Labour leader Ed Miliband has said that the so-called “Wonga economy” is one of the worst aspects of the cost of living crisis, with payday lenders preying upon those struggling to make ends meet.
His comments came as payday lender bosses were quizzed by MPs, on questions about their excessive charges, advertising strategies and accusations that they harass customers who take out loans. Wonga boss Henry Rain said there was a “silent majority” of happy customers.
However, in a speech at Battersea power station on Tuesday, Miliband said, “Payday lenders don’t speak for the silent majority. They are responsible for a quiet crisis of thousands of families trapped in unpayable debt. The Wonga economy is one of the worst symbols of this cost of living crisis.”

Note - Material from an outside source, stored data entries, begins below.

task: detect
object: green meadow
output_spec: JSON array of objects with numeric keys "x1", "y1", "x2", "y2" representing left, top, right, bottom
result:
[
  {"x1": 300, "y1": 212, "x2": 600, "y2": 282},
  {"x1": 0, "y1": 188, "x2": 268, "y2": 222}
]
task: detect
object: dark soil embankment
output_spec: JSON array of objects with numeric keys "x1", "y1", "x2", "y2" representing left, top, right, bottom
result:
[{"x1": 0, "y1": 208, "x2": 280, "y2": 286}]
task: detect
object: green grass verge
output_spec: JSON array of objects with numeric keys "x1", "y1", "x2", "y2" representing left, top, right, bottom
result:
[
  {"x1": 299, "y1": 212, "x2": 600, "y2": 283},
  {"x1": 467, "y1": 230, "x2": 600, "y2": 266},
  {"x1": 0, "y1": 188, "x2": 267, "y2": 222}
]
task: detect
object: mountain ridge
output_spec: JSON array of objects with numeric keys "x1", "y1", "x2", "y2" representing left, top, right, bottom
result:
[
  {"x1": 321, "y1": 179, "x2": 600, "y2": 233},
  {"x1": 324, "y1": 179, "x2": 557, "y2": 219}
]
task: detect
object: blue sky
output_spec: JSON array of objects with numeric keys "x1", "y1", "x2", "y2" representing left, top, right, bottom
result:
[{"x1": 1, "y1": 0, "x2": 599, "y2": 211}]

Last month, the Labour leader also said that if elected, he would force payday lenders to “pay back to communities” by increasing their taxation.
He added that the funds raised, estimated to be around £20m, would be used to fund credit union rivals, which have been endorsed by leading figures such as the archbishop of Canterbury Justin Welby.
The comments come as part of Miliband’s wider pledge to tackle the cost of living crisis. Energy bills, frozen wages and zero-hour contracts are just a few of the issues that he says constitute the problem.
Last week, head of the new financial watchdog the Financial Services Consumer Panel (FSCP) Sue Lewis told Blue & Green Tomorrow that the payday lending industry has the scope to be a good product, but she warned that bad practices have to be stamped out.